As a part of one of their least headache-inducing responsibilities, the United States Social Security Administration has released the most popular baby name trends for 2014.

For girls’ names, ‘Emma’ took the no. 1 slot, which effectively ended the three-year reign of ‘Sophia.’ For the boys, ‘Noah’ secured the top position for the second year in a row after making the jump from no. 4 in 2012 to no. 1 in 2013. The complete list for the top 20 baby names in 2014 can be found here.

Now, as we all know, names go in and out of vogue just like trends in fashion, art, and literature. ‘Jessica,’ for example, was the most popular female name in 1990, but only the 175th most popular name in 2014. It’s sort like not knowing anyone your age named Susan, but having to ask your mom for further clarification when she mentions her friend Susan because she knows approximately eight of them.

What if we could go back even further than that? TIME.com recently released a fun and interesting (two things, incidentally, that we love at Bit of News) widget that the reveals the equivalents of baby names beginning with modernity and spanning all the way back to the 1890s.

Here’s how it works: you enter your name, sex, and year of birth. The widget then uses the Social Security database to calculate a list of names that matches your name’s equivalent within each of the past twelve decades.

For example, if your name is in fact Susan and you were born in 1950, your name today, according to the TIME widget, would be Ava: both of these names ranked 5th most popular within their respective years. In the 1890s, however, the equivalent for Susan would have been not Ava, but Ethel.
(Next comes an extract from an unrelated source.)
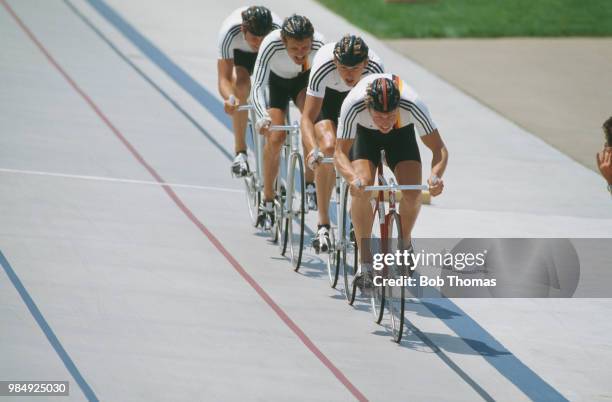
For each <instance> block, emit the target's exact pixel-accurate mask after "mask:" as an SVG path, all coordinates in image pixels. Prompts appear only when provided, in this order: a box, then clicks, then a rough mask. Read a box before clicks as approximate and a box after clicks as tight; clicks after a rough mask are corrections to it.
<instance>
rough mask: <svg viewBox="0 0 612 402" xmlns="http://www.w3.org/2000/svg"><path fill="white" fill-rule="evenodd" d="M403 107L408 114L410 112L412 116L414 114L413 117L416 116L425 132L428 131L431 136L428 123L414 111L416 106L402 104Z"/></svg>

A boy named Douglas who was born in 1947 would be Oliver in 2014, Isaac in the 2000s, Mark in the 1990s, and Edward in the 1980s. You get the idea.

You can even play around with names that simply didn’t exist in the Social Security database until quite recently. Thanks to the borderline insane wonderful popularity of HBO’s Game of Thrones and the general awesomeness that encompasses everyone’s favorite Khaleesi, ‘Daenerys’ actually appeared for the first time as a girl’s name in 2012. Granted, it was the 921st most popular name, which means that some of the widget’s proffered decade equivalents include ‘Tiffanie’ (2000s), ‘Genell’ (1950s), ‘Clover’ (1920s), and ‘Joella’ (1890s).